The academy, to be held June 1-5 at Louisiana State University’s Manship School of Mass Communication, is co-sponsored by the Scripps Howard Foundation and brings together academics and professionals to learn administrative strategies and gain insight into academic leadership.

Members of the 2014 class represent a combination of institutions of higher education and the professional mass communication sector.

Wiggins has taught in the broadcast production sequence at North Carolina Agricultural and Technical State University for more than 26 years. She also coordinates the internship program, NABJ Multimedia Short Course and the American-African Universities (AAU) Collaborative.

Wiggins is a former college television station manager and radio personality. She received an master’s degree in Educational Media at North Carolina A&T and studied film and video production at the University of North Carolina at Greensboro. She has participated in fellowships and faculty seminars with NICAR, Poynter and The Academy of Television Arts and Sciences. Her research interests include ethnic minorities and the media.

During their time in the academy, mid-career academics and professionals will meet with seasoned administrators to learn about management, discuss the future of media education and consider issues critical to those interested in or new to leadership roles.

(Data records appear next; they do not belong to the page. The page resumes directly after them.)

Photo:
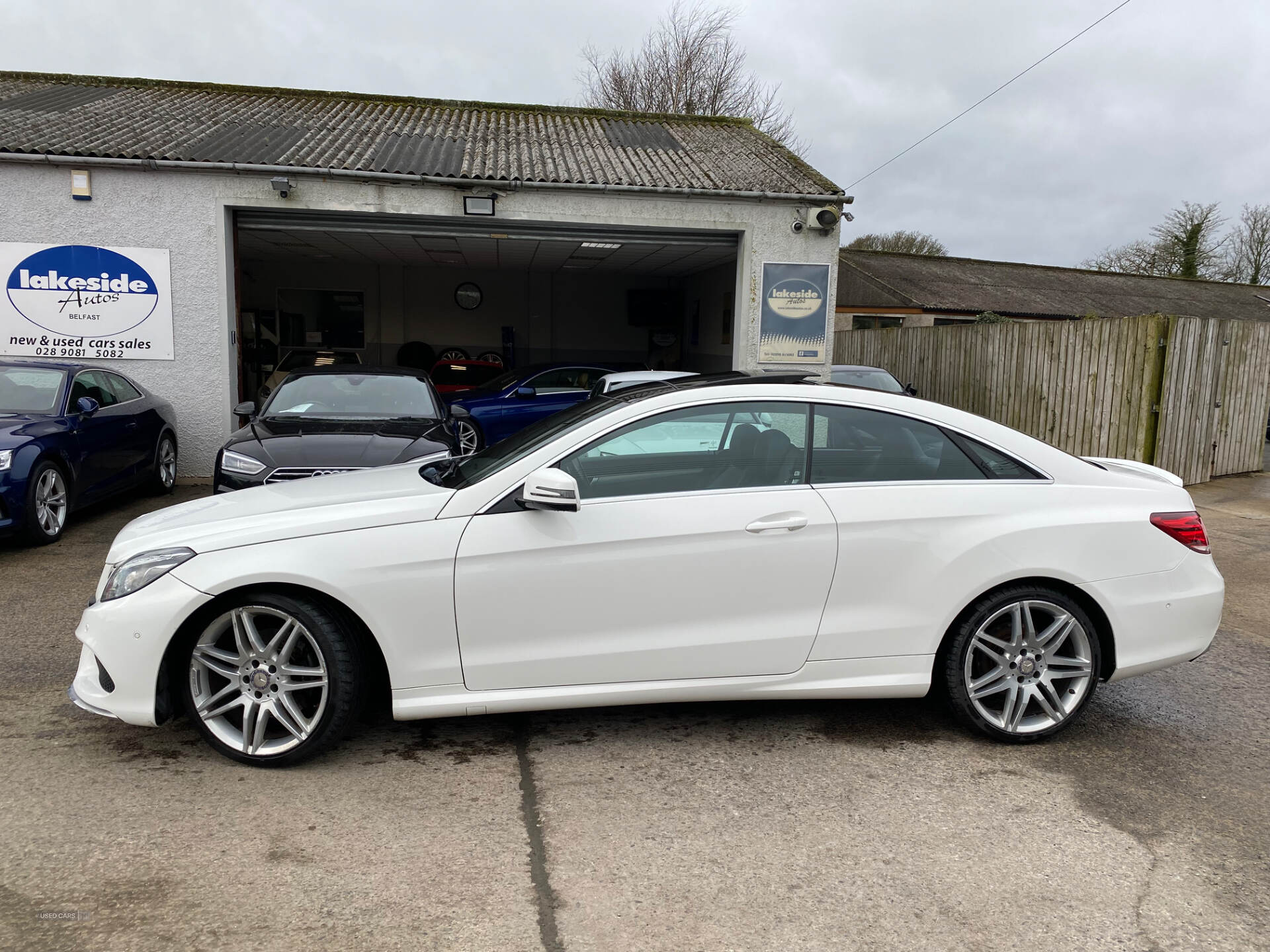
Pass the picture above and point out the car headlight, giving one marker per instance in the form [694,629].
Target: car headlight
[240,463]
[143,569]
[431,457]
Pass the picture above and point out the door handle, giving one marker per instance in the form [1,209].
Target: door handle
[781,521]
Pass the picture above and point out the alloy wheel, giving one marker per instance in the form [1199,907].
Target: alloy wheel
[258,681]
[51,502]
[1028,666]
[469,440]
[167,463]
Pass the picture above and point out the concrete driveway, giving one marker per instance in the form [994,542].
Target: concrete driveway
[817,825]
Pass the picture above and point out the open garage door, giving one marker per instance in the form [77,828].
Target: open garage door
[388,288]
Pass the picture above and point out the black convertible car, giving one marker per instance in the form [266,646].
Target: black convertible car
[323,420]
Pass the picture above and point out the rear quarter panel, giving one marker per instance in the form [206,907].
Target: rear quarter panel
[913,556]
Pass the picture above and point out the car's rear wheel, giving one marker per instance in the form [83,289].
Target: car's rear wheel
[164,477]
[1023,664]
[48,504]
[470,438]
[272,681]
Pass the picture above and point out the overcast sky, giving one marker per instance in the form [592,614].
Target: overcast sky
[1166,100]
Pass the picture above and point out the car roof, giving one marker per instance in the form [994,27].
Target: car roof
[48,365]
[857,367]
[359,370]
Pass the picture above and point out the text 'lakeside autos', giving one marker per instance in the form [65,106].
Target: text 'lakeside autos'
[73,434]
[690,539]
[324,420]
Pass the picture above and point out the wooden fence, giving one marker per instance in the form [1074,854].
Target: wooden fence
[1187,394]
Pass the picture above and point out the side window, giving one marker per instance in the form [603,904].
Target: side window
[1001,466]
[851,444]
[124,391]
[92,383]
[566,379]
[722,446]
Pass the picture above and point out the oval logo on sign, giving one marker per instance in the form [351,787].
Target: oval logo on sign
[794,299]
[81,291]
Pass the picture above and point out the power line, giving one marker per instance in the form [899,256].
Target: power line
[992,93]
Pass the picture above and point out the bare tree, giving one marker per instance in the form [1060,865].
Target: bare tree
[1187,244]
[1250,247]
[913,243]
[689,63]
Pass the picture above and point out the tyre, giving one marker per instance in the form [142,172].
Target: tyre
[470,438]
[163,477]
[272,681]
[1021,664]
[48,504]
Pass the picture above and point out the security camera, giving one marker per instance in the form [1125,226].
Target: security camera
[825,219]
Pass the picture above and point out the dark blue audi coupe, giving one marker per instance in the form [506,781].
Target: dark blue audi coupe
[73,434]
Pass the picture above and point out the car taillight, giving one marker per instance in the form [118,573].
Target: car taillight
[1187,528]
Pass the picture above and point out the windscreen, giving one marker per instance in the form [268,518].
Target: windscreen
[31,390]
[464,375]
[869,377]
[492,459]
[352,397]
[317,358]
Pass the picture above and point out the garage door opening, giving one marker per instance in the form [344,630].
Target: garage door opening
[413,290]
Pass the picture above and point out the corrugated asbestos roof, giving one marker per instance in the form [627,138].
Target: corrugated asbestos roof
[970,286]
[135,118]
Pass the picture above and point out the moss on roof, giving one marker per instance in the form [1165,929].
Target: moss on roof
[321,95]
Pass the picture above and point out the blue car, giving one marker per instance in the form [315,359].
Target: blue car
[513,400]
[71,434]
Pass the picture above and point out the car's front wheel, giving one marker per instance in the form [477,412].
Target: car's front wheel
[48,503]
[272,681]
[469,437]
[164,477]
[1021,664]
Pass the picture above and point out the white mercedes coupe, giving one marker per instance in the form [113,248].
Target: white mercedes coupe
[690,539]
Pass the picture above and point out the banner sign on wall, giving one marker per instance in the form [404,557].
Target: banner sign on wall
[77,301]
[792,325]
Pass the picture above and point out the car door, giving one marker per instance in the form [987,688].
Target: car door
[554,390]
[698,551]
[102,437]
[140,428]
[921,512]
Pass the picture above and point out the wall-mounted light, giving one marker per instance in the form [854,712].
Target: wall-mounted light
[81,188]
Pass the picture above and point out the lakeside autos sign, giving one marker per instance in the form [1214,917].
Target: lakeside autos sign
[85,301]
[792,328]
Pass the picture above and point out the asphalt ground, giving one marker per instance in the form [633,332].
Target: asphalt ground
[810,825]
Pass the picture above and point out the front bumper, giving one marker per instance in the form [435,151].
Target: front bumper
[1162,619]
[128,636]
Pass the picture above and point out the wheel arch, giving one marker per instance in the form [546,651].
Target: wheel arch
[379,695]
[1107,635]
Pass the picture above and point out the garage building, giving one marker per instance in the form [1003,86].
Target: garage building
[292,219]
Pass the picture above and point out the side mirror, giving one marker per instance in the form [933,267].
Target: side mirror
[554,491]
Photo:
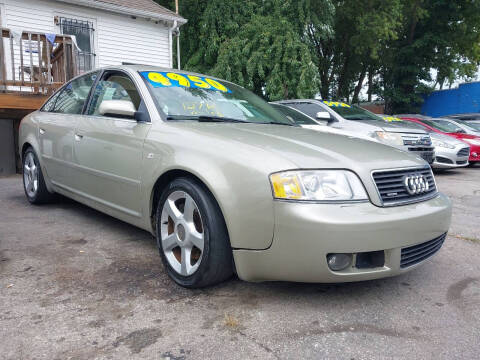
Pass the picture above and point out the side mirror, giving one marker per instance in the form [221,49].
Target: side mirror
[324,117]
[117,108]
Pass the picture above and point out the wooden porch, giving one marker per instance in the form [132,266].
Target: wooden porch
[31,68]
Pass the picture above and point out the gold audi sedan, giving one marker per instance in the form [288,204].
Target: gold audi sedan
[227,183]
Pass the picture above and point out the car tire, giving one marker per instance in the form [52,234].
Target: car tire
[33,181]
[179,231]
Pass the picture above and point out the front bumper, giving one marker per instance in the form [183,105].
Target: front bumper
[474,153]
[306,233]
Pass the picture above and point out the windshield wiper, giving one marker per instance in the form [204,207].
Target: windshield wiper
[278,123]
[205,118]
[208,118]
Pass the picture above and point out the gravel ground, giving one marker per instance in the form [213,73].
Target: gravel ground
[77,284]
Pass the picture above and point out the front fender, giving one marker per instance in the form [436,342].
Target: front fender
[28,134]
[239,183]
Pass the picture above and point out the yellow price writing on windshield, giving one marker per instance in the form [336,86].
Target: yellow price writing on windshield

“We started the academy to help the nation’s journalism and mass communication schools fill an increasing number of leadership positions,” said Mike Philipps, president and CEO of the Scripps Howard Foundation. “It is gratifying – and encouraging – to see so many alumni at the helm of these institutions where they are distinguishing themselves and improving the profession.”

Nearly 100 participants have graduated from the academy and hold various administrative positions at institutions around the country including the University of Florida, the University of Maryland, Elon University, The Pennsylvania State University, Hampton University and Northwestern.

“Nothing is more important to mass communication education than developing future leaders. That is the sole purpose of the academy, and its results already are apparent in dean, director and chair offices around the country,” said Jerry Ceppos, dean of the Manship School.